Hello - I have 6 redbelly's and I cleaned their water about 2 days ago. Since cleaning out their tank, they have not and will not eat any type of food I put in the aquarium. I have tried brine shrimp, krill, beef heart, and minnows. They went about three days without eating and finally at about 20 small minnows. Is this common when you change the water in their aquarium? They seem to be healthy looking and still have coloring and the fins look ok.

Does anyone have any suggestions on what I need to do?

Thank you for your time in advance.

Sam


----------



## RedneckR0nin (Nov 5, 2008)

Post water levels and condition of the tanks.How much water did you change out of your tank % wise.If it's 3 days since they ate your not in trouble just quite yet.If you changed your water your levels might have spiked and caused stress to your fish.


----------



## Plowboy (Apr 9, 2008)

I agree with ronin. Check your water params before and after you change your water for a while just to see how bad it bounces the params around. Also you should probably never change more than 50% of your water at the same time.


----------



## khmerboiRED (Jul 15, 2008)

Yup post your water params. Maybe you had an ammonia spike or something. When i do water changes i usually only do about 20 - 30%. Probably where you should do it.


----------



## roccov12345 (Sep 26, 2008)

I notice sometimes with my Ps after a water change or screwing around in the tank a bit they will not eat. I really think its because they're spooked a little. They come back around. Are your P's very skittish at the moment?


----------



## blbig50 (Jan 1, 2009)

Everything work out?????


----------



## sjoseph (Dec 31, 2008)

So, they seem to be doing better, although they don't eat like they used to, they are starting to eat now.
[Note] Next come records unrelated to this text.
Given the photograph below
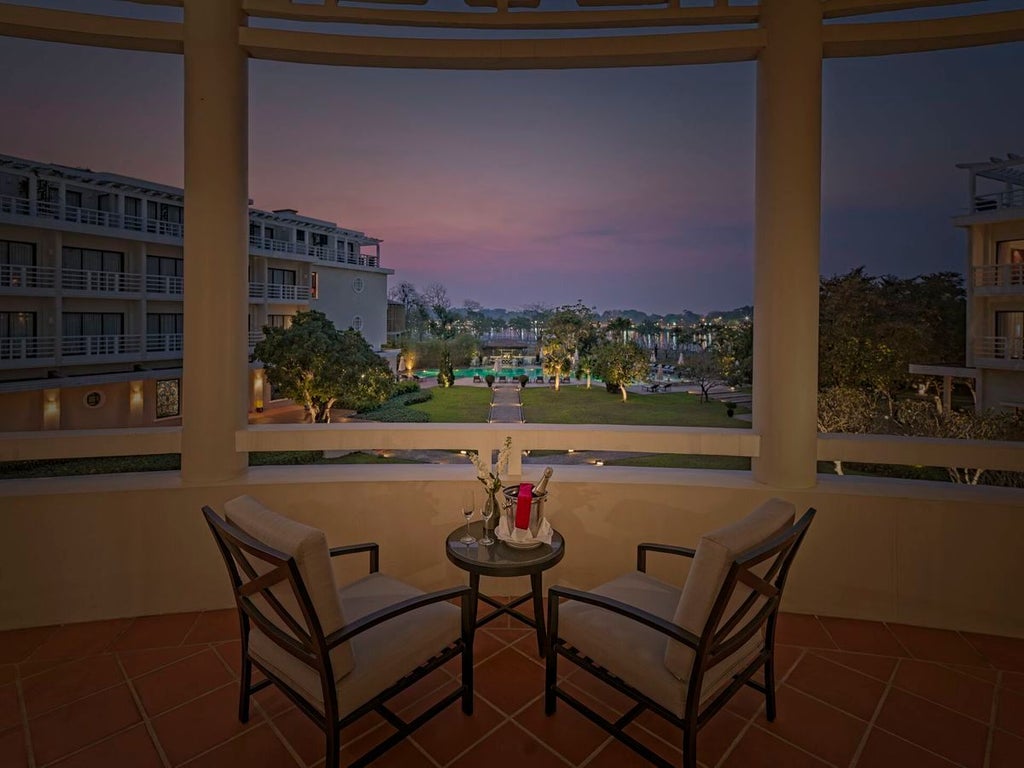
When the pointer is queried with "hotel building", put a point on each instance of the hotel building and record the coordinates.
(994, 227)
(92, 294)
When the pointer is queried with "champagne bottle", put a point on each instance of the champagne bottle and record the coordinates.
(542, 486)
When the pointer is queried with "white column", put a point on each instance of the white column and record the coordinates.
(215, 371)
(786, 243)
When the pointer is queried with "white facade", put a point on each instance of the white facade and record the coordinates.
(994, 227)
(92, 280)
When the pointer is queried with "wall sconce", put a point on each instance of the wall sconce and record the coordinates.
(51, 409)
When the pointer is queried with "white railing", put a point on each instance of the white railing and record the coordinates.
(100, 282)
(321, 253)
(998, 275)
(994, 201)
(164, 284)
(89, 216)
(16, 206)
(155, 226)
(27, 348)
(100, 345)
(279, 292)
(163, 342)
(16, 276)
(278, 246)
(998, 347)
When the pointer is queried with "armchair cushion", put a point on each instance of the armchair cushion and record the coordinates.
(715, 554)
(635, 652)
(308, 546)
(382, 653)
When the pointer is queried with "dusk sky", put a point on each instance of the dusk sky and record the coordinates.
(627, 188)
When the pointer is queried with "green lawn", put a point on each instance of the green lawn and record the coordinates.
(457, 404)
(595, 406)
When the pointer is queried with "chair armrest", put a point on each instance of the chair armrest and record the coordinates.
(669, 549)
(655, 623)
(351, 549)
(370, 621)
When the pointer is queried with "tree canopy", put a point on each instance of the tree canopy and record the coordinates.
(871, 329)
(315, 365)
(562, 335)
(620, 364)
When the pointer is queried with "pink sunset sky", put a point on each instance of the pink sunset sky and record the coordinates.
(626, 188)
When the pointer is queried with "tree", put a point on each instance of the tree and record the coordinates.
(560, 339)
(417, 314)
(620, 364)
(922, 418)
(733, 345)
(704, 369)
(847, 410)
(313, 364)
(871, 329)
(587, 365)
(620, 326)
(443, 326)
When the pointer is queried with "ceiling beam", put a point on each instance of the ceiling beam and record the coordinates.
(90, 29)
(884, 38)
(550, 53)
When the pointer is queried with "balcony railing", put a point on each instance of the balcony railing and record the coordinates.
(89, 216)
(995, 201)
(29, 348)
(321, 253)
(100, 282)
(1001, 276)
(1008, 350)
(16, 278)
(163, 284)
(278, 292)
(164, 343)
(100, 345)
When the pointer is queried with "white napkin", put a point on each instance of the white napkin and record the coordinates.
(506, 531)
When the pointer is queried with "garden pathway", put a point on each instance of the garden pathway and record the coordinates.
(506, 406)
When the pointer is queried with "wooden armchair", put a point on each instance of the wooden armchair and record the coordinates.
(681, 653)
(337, 653)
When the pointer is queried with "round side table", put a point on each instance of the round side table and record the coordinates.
(501, 559)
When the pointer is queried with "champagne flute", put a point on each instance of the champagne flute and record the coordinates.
(467, 505)
(488, 512)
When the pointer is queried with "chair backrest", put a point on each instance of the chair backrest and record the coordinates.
(711, 595)
(283, 581)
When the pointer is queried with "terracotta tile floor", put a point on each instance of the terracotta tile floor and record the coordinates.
(161, 691)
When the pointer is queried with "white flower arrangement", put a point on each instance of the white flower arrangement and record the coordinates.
(492, 480)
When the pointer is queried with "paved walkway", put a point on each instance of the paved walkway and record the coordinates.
(506, 406)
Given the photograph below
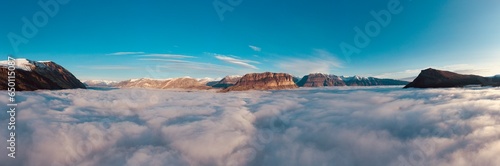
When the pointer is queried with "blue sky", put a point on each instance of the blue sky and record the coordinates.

They were small when I got them and I guess they just went through a growth spurt and ate anything/everything I put in there.

They are starting to come around and eat better though. I did change over half the water, so I assume that was the problem.

Thank you all for your help; I greatly appreciate everyones feedback.

Sam


----------



## Plowboy (Apr 9, 2008)

glad to here there doing better

If you have anymore questions just ask


----------